Note: CPLR Article 9 establishes the general allocation framework by reference to Article 9’s period rules (§§ 901–909). If your matter involves a special category of claim with its own allocation mechanism, that can change the inputs and logic; this article describes the Article 9 default approach.
Inputs you need
Before you run DocketMath → /tools/settlement-allocator, gather these inputs.
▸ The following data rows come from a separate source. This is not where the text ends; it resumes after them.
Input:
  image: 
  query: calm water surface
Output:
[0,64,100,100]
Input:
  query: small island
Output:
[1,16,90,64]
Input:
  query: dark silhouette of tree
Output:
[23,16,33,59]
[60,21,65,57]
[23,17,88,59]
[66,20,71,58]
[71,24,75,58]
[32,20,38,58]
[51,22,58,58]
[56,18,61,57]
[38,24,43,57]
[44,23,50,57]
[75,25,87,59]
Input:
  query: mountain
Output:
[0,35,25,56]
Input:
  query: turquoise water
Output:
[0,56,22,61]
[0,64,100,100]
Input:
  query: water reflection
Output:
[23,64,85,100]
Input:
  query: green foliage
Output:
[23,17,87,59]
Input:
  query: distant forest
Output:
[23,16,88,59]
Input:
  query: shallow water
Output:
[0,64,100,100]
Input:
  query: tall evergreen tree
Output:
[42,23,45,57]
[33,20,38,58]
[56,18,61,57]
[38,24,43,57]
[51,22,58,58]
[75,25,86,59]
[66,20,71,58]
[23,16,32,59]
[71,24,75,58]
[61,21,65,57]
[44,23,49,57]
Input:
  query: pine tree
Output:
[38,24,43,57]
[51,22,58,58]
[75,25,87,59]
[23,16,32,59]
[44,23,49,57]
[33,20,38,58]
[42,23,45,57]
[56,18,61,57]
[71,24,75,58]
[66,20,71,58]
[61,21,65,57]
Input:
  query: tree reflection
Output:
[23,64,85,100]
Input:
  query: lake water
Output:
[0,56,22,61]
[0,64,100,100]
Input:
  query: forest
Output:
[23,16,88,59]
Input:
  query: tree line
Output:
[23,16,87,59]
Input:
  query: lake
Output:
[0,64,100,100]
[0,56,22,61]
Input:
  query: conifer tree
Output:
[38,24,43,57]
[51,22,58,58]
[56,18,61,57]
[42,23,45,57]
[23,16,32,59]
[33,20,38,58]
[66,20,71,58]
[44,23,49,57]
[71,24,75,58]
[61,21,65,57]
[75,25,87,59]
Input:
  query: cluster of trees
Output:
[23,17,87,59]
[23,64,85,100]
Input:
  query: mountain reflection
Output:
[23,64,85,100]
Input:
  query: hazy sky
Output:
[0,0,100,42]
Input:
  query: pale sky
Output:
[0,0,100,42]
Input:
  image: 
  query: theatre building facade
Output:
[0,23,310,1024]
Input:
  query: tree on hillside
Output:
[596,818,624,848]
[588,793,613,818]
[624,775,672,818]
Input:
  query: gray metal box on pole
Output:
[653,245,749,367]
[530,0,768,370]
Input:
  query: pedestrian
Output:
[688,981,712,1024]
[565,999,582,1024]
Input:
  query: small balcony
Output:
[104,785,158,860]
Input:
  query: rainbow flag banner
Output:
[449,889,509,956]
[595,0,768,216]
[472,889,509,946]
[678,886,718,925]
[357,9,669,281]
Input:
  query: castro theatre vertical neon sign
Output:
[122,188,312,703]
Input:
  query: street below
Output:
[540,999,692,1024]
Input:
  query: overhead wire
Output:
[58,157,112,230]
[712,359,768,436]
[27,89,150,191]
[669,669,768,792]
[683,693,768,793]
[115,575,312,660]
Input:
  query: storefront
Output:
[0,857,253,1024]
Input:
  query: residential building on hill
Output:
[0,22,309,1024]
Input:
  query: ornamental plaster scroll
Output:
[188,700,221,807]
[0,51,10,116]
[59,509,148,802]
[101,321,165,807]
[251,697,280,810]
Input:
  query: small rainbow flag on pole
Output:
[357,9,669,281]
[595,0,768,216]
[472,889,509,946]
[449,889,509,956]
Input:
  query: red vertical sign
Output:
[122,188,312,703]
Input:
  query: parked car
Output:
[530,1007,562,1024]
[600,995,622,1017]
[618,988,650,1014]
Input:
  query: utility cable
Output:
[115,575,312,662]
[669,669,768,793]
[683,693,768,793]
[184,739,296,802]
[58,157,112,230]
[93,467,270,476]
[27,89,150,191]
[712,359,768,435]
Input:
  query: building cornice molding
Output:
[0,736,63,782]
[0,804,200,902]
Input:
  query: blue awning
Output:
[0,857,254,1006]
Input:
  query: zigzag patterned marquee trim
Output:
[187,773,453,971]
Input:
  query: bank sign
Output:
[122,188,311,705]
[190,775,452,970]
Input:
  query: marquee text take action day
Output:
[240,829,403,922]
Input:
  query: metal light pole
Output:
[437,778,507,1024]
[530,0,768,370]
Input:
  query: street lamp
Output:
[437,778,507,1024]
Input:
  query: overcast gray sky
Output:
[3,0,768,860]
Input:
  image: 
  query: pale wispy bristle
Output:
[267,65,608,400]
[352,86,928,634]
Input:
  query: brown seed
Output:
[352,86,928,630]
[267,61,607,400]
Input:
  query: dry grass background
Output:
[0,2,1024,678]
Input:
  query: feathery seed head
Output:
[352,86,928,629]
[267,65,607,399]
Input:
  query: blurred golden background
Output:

Organize them per claimant (or per damages bucket if your workflow separates them).
Core numeric inputs
- Total settlement amount (NY_total_settlement)
- Example:
1250000
- Allocator basis amounts (depending on your DocketMath configuration)
- Common approach: allocate by time-based exposure or period-based weighting
- If DocketMath requires it in your setup:
- Estimated total eligible days for the case-level period
- Per-claimant eligible days within that case-level period
Key date inputs (Article 9 timing)
CPLR Article 9 (§§ 901–909) is period-driven. To apply the default period logic cleanly, collect:
- Claim period start date (claim_start)
- Claim period end date (claim_end)
- Relevant “event” or accrual anchor used to determine the applicable default period in your workflow
- For example, if your internal process identifies an accrual date, that’s your anchor date.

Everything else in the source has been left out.